Infrastructure Engineer
Cambridge, MA · San Francisco, CA · Full-time
About the role
Build the distributed systems that run thousands of concurrent ML experiments: job orchestration, GPU scheduling, artifact storage, and observability. This is the substrate everything else at Autolab runs on, and you will own it end to end.
What you'll do
- Design and operate the orchestration layer that schedules thousands of concurrent training experiments across heterogeneous GPU clusters.
- Build GPU scheduling and placement that keeps utilization high across reserved, on-demand, and preemptible capacity.
- Own artifact storage for checkpoints, logs, metrics, and datasets, versioned and queryable across every experiment we run.
- Build observability that catches failing or stalled runs early, for both the platform and the experiments running on it.
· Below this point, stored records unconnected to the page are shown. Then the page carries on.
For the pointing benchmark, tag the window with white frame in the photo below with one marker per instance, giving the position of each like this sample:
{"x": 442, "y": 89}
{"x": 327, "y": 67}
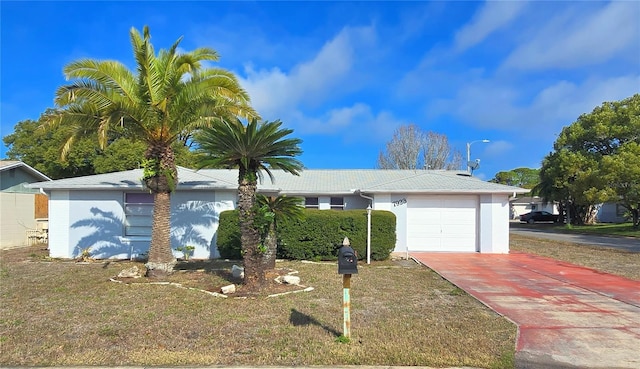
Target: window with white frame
{"x": 337, "y": 203}
{"x": 311, "y": 203}
{"x": 138, "y": 213}
{"x": 620, "y": 210}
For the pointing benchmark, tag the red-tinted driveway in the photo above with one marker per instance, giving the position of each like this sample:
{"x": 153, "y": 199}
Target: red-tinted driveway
{"x": 568, "y": 316}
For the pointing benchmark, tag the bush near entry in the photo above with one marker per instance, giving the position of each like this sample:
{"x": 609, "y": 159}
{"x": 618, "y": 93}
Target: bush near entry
{"x": 319, "y": 235}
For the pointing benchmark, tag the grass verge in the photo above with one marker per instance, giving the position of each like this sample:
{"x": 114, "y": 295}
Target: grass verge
{"x": 608, "y": 260}
{"x": 603, "y": 229}
{"x": 66, "y": 313}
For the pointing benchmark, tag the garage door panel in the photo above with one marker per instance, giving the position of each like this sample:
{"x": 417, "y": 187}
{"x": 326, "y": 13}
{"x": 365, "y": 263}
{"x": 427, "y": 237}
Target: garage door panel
{"x": 442, "y": 223}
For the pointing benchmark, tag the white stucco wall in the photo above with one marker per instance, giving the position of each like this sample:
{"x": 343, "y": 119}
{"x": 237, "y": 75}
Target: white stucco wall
{"x": 95, "y": 220}
{"x": 195, "y": 217}
{"x": 16, "y": 217}
{"x": 493, "y": 224}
- Make agent-launched workloads safe to run unattended: quotas, isolation, and cleanup that hold up without a human watching.
- Keep the platform reliable with a small team: pragmatic on-call, fast incident response, simple designs that fail loudly.
What we're looking for
- Experience building and operating distributed systems or ML training infrastructure in production.
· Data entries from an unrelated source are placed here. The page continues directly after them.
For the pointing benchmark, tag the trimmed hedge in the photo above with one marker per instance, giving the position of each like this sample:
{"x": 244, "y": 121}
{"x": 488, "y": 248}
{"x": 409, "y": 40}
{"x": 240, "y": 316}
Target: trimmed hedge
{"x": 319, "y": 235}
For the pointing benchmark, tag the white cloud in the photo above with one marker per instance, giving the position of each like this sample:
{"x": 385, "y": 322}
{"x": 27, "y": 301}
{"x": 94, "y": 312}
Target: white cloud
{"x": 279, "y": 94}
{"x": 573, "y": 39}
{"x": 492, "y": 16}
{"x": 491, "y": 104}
- Hands-on with cluster schedulers (Kubernetes, Slurm, Ray, or similar) and the judgment to build custom only where off-the-shelf falls short.
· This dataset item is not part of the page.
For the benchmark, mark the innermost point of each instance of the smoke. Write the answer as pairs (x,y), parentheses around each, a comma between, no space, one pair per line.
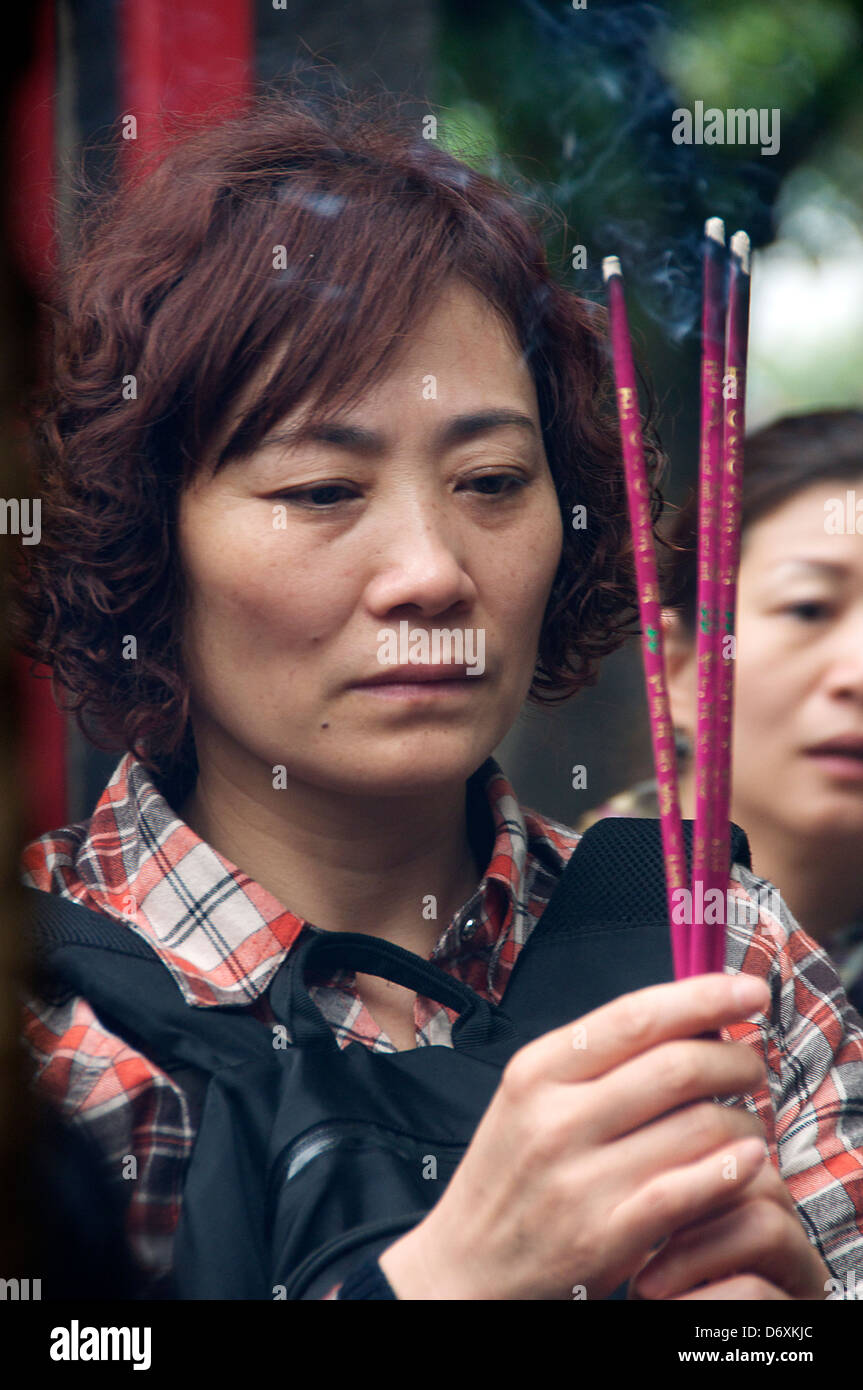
(627,189)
- Strong Python plus a systems language (Go, Rust, or C++).
- Working knowledge of GPU training workloads: interconnects, storage throughput, and the failure modes of long-running jobs.
- A bias toward simple, debuggable systems over clever ones.
- Comfort owning large surface area at an early-stage company.
apply
Harness & Agents Engineer
Cambridge, MA · San Francisco, CA · Full-time
About the role
Design the agent harness: tool interfaces, sandboxing, evaluation loops, and the control logic that lets agents plan and execute research autonomously. The harness is the product; its quality determines how good our agents can be.
What you'll do
- Design the tool interfaces agents use to write code, launch experiments, query results, and read logs and metrics.
- Build sandboxing and isolation so agents can safely execute arbitrary experiment code on real infrastructure.
- Build evaluation loops that measure whether agents make good research decisions, not just whether their code runs.
- Write the control logic for long-horizon work: planning, budgets, retries, and escalation to a human when the agent is stuck.
- Design how agents accumulate and retrieve context from past experiment trajectories.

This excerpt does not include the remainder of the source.